Hobbling along for some distance I finally spied a cart fully packed with people I later learned were from Bangalore. I did look wretched by then and implored the yellow-vested driver to call for another wagon. There were none said she. What followed was nothing short of a miracle. After she led an exchange in Hindi with the passengers, a man who spoke no English and who looked as forlorn and exhausted as I, got out, gave me his seat and walked slowly behind the wagon until we reached the customs desk. I only wished I had had the strength of character to dissuade him.
I think it was his wife who quickly made room for me and patted my hand reassuringly. I sank into her kindness. Acting quickly the driver took my passport, added it to those of the others and we were whisked through customs. As I was about to get out of the cart with them, she told me to stay put and drove me to the far reaches of the baggage area where only the crew from the flight were assembled. To my amazement, my luggage arrived quickly and once more a non-English speaking passenger insisted on loading my luggage onto a trolley. There were no porters or any other employees of BA or the airport in sight.
As I later learned when reading about the much more serious plight of some 1,500 stranded passengers in Terminal 5, there were virtually no personnel anywhere.
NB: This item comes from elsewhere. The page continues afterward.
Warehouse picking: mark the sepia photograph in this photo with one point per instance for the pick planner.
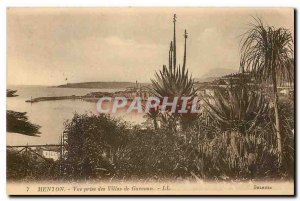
(150, 101)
Overwhelmed by the chaos they had retreated leaving behind people who were forced to sleep on the floor overnight. Just Google the English newspapers for Jan. 19 and the ensuing days if you want to read about anomie. (One reporter on British radio asked only half-jokingly if BA had charged those forced to sleep on the floor for the blankets and sandwiches that were finally provided.) I would not be surprised to learn that three weeks later many people are still wandering dazed in the largest free-standing building in the UK looking for their luggage. The airport was totally unprepared to deal with the crisis deemed a national disgrace by the media, government, and, of course the victims many of whom had boarded their flights, sat for six hours on the tarmac only to be informed that the flight was canceled. After deplaning they learned that they would not be able to reclaim their luggage for two days. (The airport had invested $10,000 m last year to avoid this exact situation.)
The mini-cab driver I had reserved was still waiting but thanks to one charge or another, the usual cost of the trip into London of some $50 had escalated to $160. It had taken me three hours from the time the plane landed to fight my way out of the soul-searing scene. I was almost pleased to pay the tab.
All of this had been brought about by the accumulation of perhaps one inch of snow, the dizzying design of Terminal 5 and the screaming incompetence of the airport management.
Despite the three horrible hours following eight hours of travel, I was left with spirit-enhancing memories of the kindness of so many people, particularly the capacious Indian woman who without uttering a word had assured me that all would be well.
Durkheim's data suggested that in the time of anomie the rate of suicide increases markedly. In my case, without the kindness of strangers, the impulse would have been murder.